A taste of aromatic briyani (an Indian spiced rice dish with meat or vegetables) at Tekka Centre is a fitting (and filling) way to start the day, and you’ll get to experience an environment where Singaporeans of different ethnicities come together.
The meat [in the briyani] is tender and so flavourful,” Mark enthuses. “It’s one big pot of chicken, mutton and spices. It’s very, very good.” Yakedar may be Malcolm’s favourite pick when it comes to biryani, but the food centre is also home to vendors that serve up piping hot tandoor bread (bread cooked in a clay oven), rava dosa (an Indian pancake made from fermented butter) and appam (pancake made with rice batter and coconut milk).
While here, stock up on local spices and produce at Tekka Market, housed in the same complex. This is Malcolm’s old stomping ground, and where he shops for fresh ingredients. “Because of how [big] the restaurant has grown, I don’t get to buy groceries at the market as often as before,” Malcolm tells us, “[but] I still try to go at least once a week.”

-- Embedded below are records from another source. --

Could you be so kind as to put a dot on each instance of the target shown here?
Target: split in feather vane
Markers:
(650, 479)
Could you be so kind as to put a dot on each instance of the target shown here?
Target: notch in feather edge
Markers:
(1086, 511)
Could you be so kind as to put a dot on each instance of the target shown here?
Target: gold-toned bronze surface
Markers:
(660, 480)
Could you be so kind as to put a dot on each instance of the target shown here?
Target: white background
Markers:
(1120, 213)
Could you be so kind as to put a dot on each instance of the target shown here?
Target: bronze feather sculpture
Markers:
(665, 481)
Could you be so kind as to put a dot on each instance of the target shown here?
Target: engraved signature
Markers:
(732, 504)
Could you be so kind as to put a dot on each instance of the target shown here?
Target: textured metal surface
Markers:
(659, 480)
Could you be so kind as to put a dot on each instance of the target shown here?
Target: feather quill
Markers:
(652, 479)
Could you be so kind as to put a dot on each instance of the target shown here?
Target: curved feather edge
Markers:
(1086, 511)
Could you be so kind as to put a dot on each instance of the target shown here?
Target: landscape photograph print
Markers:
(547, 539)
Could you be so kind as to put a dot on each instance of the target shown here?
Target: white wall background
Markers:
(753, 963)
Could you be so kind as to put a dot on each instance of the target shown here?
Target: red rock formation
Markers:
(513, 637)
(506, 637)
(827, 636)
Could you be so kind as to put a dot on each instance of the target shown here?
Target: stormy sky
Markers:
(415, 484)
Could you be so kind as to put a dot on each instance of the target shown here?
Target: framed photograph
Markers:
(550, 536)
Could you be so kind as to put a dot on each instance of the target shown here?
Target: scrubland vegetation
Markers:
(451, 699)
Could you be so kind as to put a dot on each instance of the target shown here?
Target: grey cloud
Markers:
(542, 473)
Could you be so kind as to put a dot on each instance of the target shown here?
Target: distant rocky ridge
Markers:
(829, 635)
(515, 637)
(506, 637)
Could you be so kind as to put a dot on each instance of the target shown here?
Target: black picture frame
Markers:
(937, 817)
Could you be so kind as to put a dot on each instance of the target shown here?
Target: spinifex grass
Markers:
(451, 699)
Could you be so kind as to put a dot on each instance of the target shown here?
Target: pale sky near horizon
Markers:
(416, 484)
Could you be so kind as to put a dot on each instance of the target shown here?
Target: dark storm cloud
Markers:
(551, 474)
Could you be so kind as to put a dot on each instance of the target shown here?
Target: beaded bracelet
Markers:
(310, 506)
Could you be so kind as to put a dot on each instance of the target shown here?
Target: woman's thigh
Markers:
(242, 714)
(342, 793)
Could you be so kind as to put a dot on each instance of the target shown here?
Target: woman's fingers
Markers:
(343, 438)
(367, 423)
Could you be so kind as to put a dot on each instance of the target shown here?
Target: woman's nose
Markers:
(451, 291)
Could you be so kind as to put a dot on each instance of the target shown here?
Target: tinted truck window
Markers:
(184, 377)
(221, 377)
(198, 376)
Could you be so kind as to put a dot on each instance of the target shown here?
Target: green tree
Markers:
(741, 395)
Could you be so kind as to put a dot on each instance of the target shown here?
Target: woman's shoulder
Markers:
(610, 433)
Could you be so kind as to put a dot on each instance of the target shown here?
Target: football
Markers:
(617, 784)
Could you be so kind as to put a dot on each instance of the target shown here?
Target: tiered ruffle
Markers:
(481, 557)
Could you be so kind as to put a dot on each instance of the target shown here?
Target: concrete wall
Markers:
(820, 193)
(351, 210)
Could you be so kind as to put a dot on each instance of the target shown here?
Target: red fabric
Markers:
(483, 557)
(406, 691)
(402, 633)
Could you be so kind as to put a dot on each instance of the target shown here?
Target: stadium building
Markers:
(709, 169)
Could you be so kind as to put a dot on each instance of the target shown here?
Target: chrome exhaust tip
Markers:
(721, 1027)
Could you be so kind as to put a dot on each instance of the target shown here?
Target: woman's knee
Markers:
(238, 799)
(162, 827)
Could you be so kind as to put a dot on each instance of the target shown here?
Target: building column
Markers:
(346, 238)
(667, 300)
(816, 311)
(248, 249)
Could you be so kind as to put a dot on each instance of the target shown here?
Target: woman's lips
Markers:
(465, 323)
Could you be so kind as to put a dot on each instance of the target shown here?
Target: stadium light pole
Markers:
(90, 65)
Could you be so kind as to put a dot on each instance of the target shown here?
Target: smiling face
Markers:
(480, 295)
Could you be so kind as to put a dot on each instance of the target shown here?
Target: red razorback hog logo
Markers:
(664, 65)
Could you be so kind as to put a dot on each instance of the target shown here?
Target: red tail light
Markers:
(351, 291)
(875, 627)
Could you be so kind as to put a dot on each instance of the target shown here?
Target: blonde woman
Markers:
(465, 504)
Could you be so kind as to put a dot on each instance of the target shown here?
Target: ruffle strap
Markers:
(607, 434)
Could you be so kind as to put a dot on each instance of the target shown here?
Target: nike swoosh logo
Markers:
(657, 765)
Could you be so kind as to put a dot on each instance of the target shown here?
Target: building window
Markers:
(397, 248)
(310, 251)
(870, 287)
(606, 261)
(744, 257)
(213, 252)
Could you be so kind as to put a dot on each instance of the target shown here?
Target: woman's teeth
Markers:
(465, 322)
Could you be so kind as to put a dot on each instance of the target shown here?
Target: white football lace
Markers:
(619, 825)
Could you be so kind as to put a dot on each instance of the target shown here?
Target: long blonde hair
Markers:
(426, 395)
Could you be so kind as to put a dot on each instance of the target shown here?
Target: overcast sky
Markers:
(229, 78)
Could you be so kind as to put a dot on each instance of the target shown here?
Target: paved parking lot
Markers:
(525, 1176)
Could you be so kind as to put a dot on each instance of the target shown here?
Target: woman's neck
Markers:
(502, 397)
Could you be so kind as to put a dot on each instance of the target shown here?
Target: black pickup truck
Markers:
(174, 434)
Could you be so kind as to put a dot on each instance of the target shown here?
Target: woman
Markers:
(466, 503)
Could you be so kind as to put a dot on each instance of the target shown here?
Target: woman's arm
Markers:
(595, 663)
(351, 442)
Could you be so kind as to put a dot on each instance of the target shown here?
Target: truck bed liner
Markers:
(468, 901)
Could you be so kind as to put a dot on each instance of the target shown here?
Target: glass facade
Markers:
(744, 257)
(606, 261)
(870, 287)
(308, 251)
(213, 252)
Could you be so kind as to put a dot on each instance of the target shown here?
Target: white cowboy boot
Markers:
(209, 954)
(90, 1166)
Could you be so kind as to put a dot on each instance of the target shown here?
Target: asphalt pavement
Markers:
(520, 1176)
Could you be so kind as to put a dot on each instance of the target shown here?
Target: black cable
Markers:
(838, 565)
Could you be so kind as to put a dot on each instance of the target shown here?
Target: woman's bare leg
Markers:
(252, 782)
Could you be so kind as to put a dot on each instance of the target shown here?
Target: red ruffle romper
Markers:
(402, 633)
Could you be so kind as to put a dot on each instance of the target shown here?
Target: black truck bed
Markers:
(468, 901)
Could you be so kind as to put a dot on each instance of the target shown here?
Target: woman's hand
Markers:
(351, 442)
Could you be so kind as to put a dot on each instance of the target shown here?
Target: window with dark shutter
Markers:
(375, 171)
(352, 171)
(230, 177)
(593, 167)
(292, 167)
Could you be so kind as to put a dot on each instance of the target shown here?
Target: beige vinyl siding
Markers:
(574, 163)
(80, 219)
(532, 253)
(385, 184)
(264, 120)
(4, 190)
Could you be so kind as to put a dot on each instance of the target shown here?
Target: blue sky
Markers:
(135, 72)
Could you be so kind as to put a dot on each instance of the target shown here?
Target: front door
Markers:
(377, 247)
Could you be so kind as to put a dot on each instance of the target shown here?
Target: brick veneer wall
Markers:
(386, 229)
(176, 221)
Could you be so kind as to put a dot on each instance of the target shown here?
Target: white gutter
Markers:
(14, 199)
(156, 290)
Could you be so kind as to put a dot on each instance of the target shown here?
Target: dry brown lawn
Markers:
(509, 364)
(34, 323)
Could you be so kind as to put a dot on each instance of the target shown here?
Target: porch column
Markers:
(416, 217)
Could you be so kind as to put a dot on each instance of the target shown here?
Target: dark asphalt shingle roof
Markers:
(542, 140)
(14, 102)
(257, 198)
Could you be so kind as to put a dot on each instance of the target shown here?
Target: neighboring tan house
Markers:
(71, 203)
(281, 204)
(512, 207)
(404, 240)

For bargain deals and a suburban shopping experience, pay a visit to nearby 24-hour Mustafa Centre. This sprawling eight-storey complex in Little India stocks everything from mobile phones to perfume and kitchen appliances. The area is abuzz with activity and foot traffic, no matter the time of the day. “The Little India area is a really nice place to explore. It gives you a sense of what history we had before,” Malcolm shares.
Round off this day of culinary delights with more food—dinner at Keng Eng Kee. Known for their hearty plates of Chinese zi char (Hokkien Chinese dialect for ‘cook and fry’, generally affordable, home-cooked Chinese fare), their speciality coffee pork ribs and chilli crab are some of Malcolm’s favourite dishes. “Singaporean food may look like a mess,” Malcolm opines, “but it’s damn tasty!”